AWSTags

The AWSTags plugin is a connector that retrieves tags from instances in EC2, and can optionally assign group membership based on patterns in the tags. See Using Tags for details on using tags in EC2.

AWSTags queries EC2 for instances whose private-dns-name property matches the hostname of the client.

Setup

  1. Add AWSTags to the plugins option in /etc/bcfg2.conf
  2. Configure AWS credentials in /etc/bcfg2.conf (See Configuration below for details.)
  3. Optionally, create AWSTags/config.xml (See Assigning Groups below for details.)
  4. Restart the Bcfg2 server.

Using Tag Data

AWSTags exposes the data in templates as a dict available as metadata.AWSTags. E.g., in a Genshi template, you could do:

Known tags on ${metadata.hostname}:
{% for key, val in metadata.AWSTags.items() %}\
${key}  ${val}
{% end %}\

This would produce something like:

Known tags on foo.example.com:
Name  foo.example.com
some random tag  the value

Assigning Groups

AWSTags can assign groups based on the tag data. This functionality is configured in AWSTags/config.xml.

Example

<AWSTags>
  <Tag name="^foo$">
    <Group>foo</Group>
  </Tag>
  <Tag name="^bar$" value="^bar$">
    <Group>bar</Group>
  </Tag>
  <Tag name="^bcfg2 group$" value="(.*)">
    <Group>$1</Group>
  </Tag>
</AWSTags>

In this example, any machine with a tag named foo would be added to the foo group. Any machine with a tag named bar whose value was also bar would be added to the bar group. Finally, any machine with a tag named bcfg2 group would be added to the group named in the value of that tag.

Note that both the name and value attributes are always regular expressions.

If a <Tag/> element has only a name attribute, then it only checks for existence of a matching tag. If it has both name and value, then it checks for a matching tag with a matching value.

You can use backreferences ($1, $2, etc.) in the group names. If only name is specified, then the backreferences will refer to groups in the name regex. If name and value are both specified, then backreferences will refer to groups in the value regex. If you specify both name and value, it is not possible to refer to groups in the name regex.

Schema Reference

schema awstags.xsd
AWSTags config schema for bcfg2
element AWSTags

Child elements:
  • element Tag

    Representation of a pattern that matches AWS tags.
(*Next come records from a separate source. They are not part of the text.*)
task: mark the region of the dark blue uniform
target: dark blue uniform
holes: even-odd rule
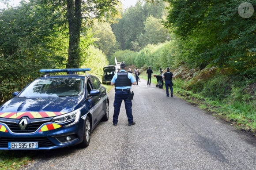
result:
[[[166,96],[169,97],[169,87],[171,90],[171,96],[173,97],[173,74],[170,72],[169,70],[167,69],[167,71],[164,74],[165,80],[166,81]]]
[[[130,96],[132,83],[136,81],[132,74],[125,72],[124,70],[121,70],[120,72],[116,74],[111,80],[111,82],[115,83],[116,90],[115,101],[114,101],[114,114],[113,115],[114,125],[117,124],[120,108],[123,100],[124,101],[128,124],[131,125],[133,123],[133,117],[132,110],[132,103]]]

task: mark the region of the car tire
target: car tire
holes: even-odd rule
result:
[[[83,128],[83,140],[78,144],[78,146],[85,148],[89,146],[90,139],[91,133],[91,123],[88,116],[86,117],[84,121],[84,127]]]
[[[106,101],[106,110],[105,110],[105,114],[102,117],[102,121],[106,121],[109,120],[109,105],[107,101]]]

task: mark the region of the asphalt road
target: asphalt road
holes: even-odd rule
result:
[[[255,138],[177,98],[175,88],[168,98],[164,90],[141,81],[132,88],[136,125],[128,126],[123,103],[113,126],[113,89],[110,119],[93,131],[87,148],[35,152],[34,162],[22,169],[256,169]]]

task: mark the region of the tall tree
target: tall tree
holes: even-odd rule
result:
[[[83,19],[88,24],[92,19],[108,20],[117,15],[118,0],[67,0],[69,30],[68,58],[66,67],[79,68],[81,60],[79,43]]]

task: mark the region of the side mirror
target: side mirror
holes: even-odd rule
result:
[[[15,91],[15,92],[13,92],[12,93],[12,96],[13,97],[17,96],[17,95],[19,94],[19,91]]]

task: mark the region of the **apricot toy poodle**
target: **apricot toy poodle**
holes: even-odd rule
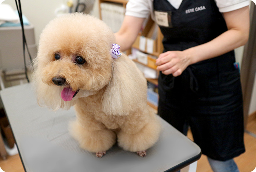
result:
[[[74,106],[69,131],[81,148],[100,157],[117,141],[143,157],[158,139],[160,122],[147,104],[146,80],[115,43],[111,30],[95,17],[57,17],[41,34],[33,87],[40,105]]]

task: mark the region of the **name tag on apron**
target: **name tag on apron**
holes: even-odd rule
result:
[[[172,13],[171,12],[155,11],[156,21],[161,26],[172,28]]]

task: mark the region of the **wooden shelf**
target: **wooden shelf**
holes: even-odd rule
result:
[[[125,9],[126,4],[128,2],[127,0],[99,0],[99,18],[102,20],[102,17],[101,15],[101,8],[100,4],[102,3],[111,2],[122,4],[124,8]]]
[[[155,70],[157,70],[156,69],[156,68],[154,68],[154,67],[152,67],[150,66],[147,66],[147,65],[145,65],[144,63],[141,63],[139,61],[136,59],[134,59],[132,60],[134,62],[136,62],[136,63],[139,63],[141,65],[143,65],[143,66],[145,66],[147,67],[149,67],[149,68],[152,69],[154,69]]]
[[[139,50],[140,51],[141,51],[141,52],[143,52],[144,53],[149,54],[150,55],[153,55],[154,56],[156,56],[157,57],[158,57],[158,56],[159,56],[159,55],[160,55],[160,54],[161,54],[161,53],[160,53],[160,52],[153,52],[152,53],[149,53],[149,52],[147,52],[147,51],[142,51],[142,50],[140,50],[139,48],[139,47],[138,47],[135,46],[134,46],[134,45],[133,45],[132,47],[132,48],[136,48],[137,50]]]

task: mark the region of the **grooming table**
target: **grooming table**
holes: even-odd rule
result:
[[[6,88],[0,95],[26,171],[171,172],[193,162],[195,171],[201,155],[197,145],[159,117],[163,128],[159,140],[146,157],[116,144],[99,158],[80,148],[70,135],[69,122],[76,119],[73,107],[52,111],[40,107],[29,84]]]

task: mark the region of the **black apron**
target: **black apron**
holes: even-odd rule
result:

Tags can be matched in one of two ways:

    • If only name is specified, then AWSTags will only look for a tag with a matching name, and the value of tags is ignored.
    • If both name and value are specified, a tag must have a matching name and a matching value.
    Attributes:
    Name Description Values Required Default
    name
    The name pattern to match against. This is a regular expression. It is not anchored.
    		 string Yes None
    value
    The value pattern to match against. This is a regular expression. It is not anchored.
    		 string No None
    Child elements:
    • element Group

      The group to assign to machines with tags that match the enclosing Tag expression. More than one group can be specified.

      Group takes only text content, which may be the following values: string

  • AWSTags

Configuration

AWSTags recognizes several options in /etc/bcfg2.conf; at a minimum, you must configure an AWS access key ID and secret key. All of the following options are in the [awstags] section:

Option Description
access_key_id The AWS access key ID
secret_access_key The AWS secret access key
cache Whether or not to cache tag lookups. See Caching for details. Default is to cache.

Caching

Since the AWS API isn’t always very quick to respond, AWSTags caches its results by default. The cache is fairly short-lived: the cache for each host is expired when it starts a client run, so it will start the run with fresh data.

If you frequently update tags on your instances, you may wish to disable caching. That’s probably a bad idea, and would tend to suggest that updating tags frequently is perhaps the Wrong Thing.